Francesco Matarazzo, criador do maior complexo industrial da América Latina no início do século 20, Roberto Marinho, pai, e Silvio Santos são outros abastados que se enquadram nesse padrão de discrição e vida privada sem holofotes.

Pelo visto, no aspecto comportamental, não deixam herdeiros. Ricos pedantes e presunçosos, claro, sempre existiram. Mas nada que se compare ao que presenciamos de uma década para cá. A regra se inverteu, provavelmente por conta do fenômeno das redes sociais. O que vale agora é a espetacularização da riqueza, a ostentação obscena e a vaidade mais patológica.

O advento dos “influenciadores” digitais tornou tudo mais desmesurado e grotesco. Não há limites para a exibição compulsiva do supérfluo, do excessivo, da barbaridade. Virou uma gincana sem fim entre os afortunados a disputa por cliques em que são exibidos iates, aviões, jatos, mansões, joias, roupas de grife, carros exclusivos, lugares extravagantes – desde que representem números astronômicos fora do alcance de 99,% do que sobra da raça humana.

Fenômeno internacional

É até desonesto citar figuras que agem desta forma, pois basta ser milionário para agir dentro desse protocolo de estupidez e babaquice. Mas, no Brasil, a síntese dessa empolação é o jogador Neymar. Ele faz questão de postar a vista aérea de uma de suas mansões, a de Mangaratiba, com pista de kart e lago artificial – mesmo a obra tendo sido autuada por ilegalidades ambientais, com direito até a voz de prisão ao pai do atleta. O que deveria ser motivo de vergonha se torna ativo de marketing pessoal.

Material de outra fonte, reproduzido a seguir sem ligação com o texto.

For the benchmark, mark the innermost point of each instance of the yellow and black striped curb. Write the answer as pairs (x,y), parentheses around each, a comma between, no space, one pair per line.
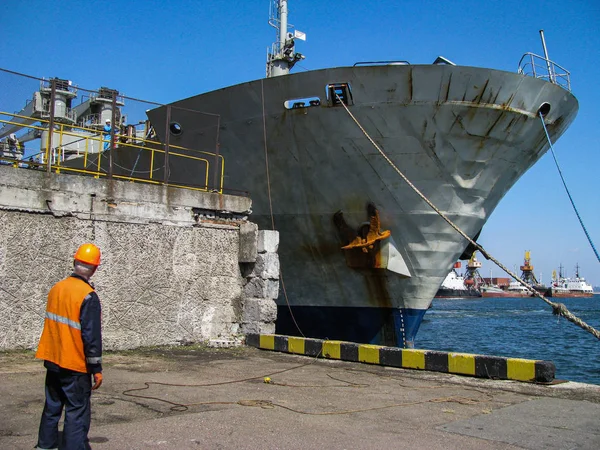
(481,366)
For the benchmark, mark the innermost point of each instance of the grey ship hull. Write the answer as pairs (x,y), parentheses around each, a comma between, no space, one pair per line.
(462,135)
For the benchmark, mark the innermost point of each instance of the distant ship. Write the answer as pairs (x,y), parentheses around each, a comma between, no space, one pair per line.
(569,287)
(454,286)
(361,254)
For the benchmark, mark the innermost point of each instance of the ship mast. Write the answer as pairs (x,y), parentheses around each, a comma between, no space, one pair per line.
(282,55)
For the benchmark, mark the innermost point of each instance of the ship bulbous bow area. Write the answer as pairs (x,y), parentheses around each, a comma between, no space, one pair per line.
(462,136)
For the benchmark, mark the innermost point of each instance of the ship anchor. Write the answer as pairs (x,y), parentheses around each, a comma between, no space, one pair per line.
(367,234)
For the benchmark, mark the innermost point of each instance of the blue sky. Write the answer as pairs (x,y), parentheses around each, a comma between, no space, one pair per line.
(164,51)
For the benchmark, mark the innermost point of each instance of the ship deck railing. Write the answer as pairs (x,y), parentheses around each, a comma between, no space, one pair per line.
(88,145)
(539,67)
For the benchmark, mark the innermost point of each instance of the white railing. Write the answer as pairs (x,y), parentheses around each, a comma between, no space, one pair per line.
(539,67)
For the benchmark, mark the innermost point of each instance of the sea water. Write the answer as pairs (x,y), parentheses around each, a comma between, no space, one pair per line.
(517,328)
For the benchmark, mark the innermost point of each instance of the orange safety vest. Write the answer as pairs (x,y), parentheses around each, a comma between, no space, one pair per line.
(61,341)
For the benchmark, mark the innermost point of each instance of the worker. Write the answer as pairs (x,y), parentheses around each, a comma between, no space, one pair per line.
(71,347)
(107,130)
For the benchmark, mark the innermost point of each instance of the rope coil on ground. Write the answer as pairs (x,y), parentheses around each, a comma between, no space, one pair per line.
(557,308)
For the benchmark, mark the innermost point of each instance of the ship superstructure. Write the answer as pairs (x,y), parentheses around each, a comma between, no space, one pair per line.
(569,287)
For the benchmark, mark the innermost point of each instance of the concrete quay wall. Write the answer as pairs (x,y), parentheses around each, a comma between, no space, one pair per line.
(172,259)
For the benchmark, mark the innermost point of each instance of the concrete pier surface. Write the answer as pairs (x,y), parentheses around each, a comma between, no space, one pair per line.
(197,397)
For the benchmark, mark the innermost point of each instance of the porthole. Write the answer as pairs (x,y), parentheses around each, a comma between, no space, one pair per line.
(175,129)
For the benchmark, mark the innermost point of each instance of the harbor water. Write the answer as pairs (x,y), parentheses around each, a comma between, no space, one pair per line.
(517,328)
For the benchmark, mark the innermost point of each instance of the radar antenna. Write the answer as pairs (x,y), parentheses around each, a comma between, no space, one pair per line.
(282,55)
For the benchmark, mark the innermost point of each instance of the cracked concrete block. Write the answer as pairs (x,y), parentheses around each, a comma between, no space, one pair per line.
(268,241)
(260,288)
(267,266)
(248,246)
(259,310)
(258,328)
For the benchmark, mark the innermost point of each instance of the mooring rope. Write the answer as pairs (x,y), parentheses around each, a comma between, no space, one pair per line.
(262,94)
(567,189)
(558,309)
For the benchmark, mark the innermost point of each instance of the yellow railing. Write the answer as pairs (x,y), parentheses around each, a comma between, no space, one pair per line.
(70,143)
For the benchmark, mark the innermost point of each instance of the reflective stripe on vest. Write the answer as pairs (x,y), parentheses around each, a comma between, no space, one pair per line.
(61,341)
(65,320)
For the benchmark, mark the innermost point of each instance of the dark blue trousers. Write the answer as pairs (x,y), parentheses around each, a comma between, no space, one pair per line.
(71,390)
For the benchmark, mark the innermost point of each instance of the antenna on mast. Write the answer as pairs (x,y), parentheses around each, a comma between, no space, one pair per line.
(282,55)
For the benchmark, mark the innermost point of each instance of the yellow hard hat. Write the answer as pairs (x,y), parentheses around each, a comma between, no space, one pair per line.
(88,254)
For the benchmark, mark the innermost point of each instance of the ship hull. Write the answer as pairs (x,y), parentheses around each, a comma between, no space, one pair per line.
(567,294)
(462,135)
(457,293)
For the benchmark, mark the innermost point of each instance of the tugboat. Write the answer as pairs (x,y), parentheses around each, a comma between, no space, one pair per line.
(569,287)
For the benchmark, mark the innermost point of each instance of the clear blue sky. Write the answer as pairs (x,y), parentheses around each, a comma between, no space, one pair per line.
(164,51)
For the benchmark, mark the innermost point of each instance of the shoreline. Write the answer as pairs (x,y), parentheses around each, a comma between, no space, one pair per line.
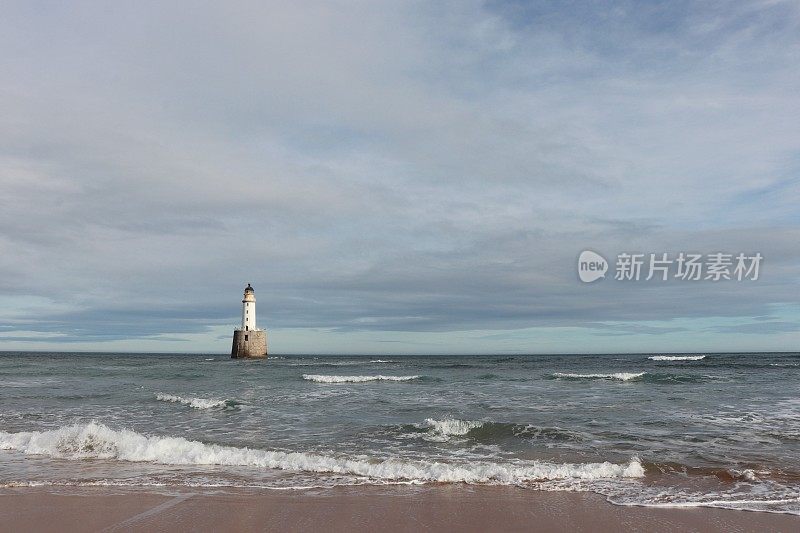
(363,508)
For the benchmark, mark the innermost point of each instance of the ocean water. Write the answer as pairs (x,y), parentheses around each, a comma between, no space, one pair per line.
(719,430)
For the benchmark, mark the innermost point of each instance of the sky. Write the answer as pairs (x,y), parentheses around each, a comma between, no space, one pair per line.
(396,177)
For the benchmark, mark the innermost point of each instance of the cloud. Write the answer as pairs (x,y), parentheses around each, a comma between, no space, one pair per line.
(391,166)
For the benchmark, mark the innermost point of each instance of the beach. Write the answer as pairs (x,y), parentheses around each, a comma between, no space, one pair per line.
(435,508)
(616,436)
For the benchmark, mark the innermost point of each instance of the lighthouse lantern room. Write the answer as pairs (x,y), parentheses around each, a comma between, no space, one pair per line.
(249,341)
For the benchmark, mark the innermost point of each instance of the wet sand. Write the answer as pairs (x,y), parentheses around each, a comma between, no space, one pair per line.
(429,508)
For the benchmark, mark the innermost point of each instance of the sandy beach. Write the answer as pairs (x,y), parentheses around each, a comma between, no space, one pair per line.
(433,508)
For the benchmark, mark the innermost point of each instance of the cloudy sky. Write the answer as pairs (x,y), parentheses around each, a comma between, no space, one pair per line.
(396,177)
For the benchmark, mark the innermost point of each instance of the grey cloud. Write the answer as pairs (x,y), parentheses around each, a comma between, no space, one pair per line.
(435,168)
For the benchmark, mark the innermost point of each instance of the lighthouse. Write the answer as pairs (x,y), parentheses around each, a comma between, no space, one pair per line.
(249,341)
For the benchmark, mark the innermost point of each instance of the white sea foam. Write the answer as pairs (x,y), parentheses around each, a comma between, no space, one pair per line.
(677,357)
(197,403)
(97,441)
(622,376)
(354,379)
(451,426)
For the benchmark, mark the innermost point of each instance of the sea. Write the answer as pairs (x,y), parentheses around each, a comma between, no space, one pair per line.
(680,430)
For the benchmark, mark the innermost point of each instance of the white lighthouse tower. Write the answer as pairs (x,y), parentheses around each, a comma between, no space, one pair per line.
(249,309)
(249,341)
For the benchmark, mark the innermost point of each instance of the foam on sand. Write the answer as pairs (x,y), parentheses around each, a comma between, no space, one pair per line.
(196,403)
(354,379)
(677,357)
(97,441)
(622,376)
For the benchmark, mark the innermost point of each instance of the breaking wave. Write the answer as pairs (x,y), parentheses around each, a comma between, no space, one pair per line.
(622,376)
(451,426)
(196,403)
(677,357)
(354,379)
(97,441)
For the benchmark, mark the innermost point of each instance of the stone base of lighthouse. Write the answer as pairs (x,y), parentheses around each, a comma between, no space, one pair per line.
(249,343)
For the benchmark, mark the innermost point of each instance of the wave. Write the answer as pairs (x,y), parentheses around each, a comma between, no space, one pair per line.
(451,426)
(677,357)
(97,441)
(197,403)
(355,379)
(484,431)
(622,376)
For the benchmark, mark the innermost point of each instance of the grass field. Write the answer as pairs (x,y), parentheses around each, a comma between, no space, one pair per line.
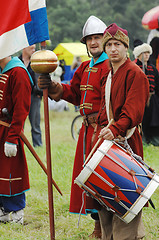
(36,222)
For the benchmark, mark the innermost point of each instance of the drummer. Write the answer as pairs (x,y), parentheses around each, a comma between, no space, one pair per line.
(129,91)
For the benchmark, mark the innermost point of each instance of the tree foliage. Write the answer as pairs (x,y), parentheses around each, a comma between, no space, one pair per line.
(66,18)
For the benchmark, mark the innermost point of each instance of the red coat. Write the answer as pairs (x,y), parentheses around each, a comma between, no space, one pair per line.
(129,95)
(15,89)
(85,91)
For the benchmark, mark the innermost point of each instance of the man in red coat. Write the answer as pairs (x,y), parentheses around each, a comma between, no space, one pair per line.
(125,91)
(15,97)
(84,91)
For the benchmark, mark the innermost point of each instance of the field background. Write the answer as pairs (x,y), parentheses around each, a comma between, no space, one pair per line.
(36,221)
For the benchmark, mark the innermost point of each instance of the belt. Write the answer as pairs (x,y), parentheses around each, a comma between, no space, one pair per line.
(90,119)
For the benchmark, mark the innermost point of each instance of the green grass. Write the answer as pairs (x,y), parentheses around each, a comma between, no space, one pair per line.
(36,222)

O filho do cantor Leonardo ganhou de aniversário (25 anos) um a-vi-ão estimado em R$ 18 milhões. Presente da jovem esposa. Acho que antes de o meninão pisar na aeronave, a foto da “lembrancinha” já estava na internet. Para delírio da plateia, que fique bem claro. Há imensa demanda (masoquista) por esse pesadelo consumista e perdulário.

Embora os esbanjadores brasileiros sejam peculiares, trata-se de um fenômeno internacional. Nossa sociedade atual é pródiga em criar milionários do nada ou de profissões que antigamente eram exercidas por pessoas famosas, bem de vida, mas menos vulgares. O pessoal do futebol (e esportistas, em geral) lideram o rol. Para cada Sadio Mané – o senegalês do Bayern de Munique pródigo em doações para os pobres de seus país –, há centenas de Cristianos Ronaldos, com suas infantis coleções de carros de luxo e outras quinquilharias estapafúrdias.

O ator Will Smith divulgou fotos de seu motorhome (estimado R$ 13 milhões). O brinquedinho tem dois andares, visual luxuoso e mais espaço do que muitas casas: são 111,5 m² e 16,7 m de comprimento. Beyoncé e Jay-Z compraram uma propriedade de quase R$ 1 bilhão em Malibu. É a propriedade mais cara do Leste dos EUA. A nova morada do casal tem 2.800 m².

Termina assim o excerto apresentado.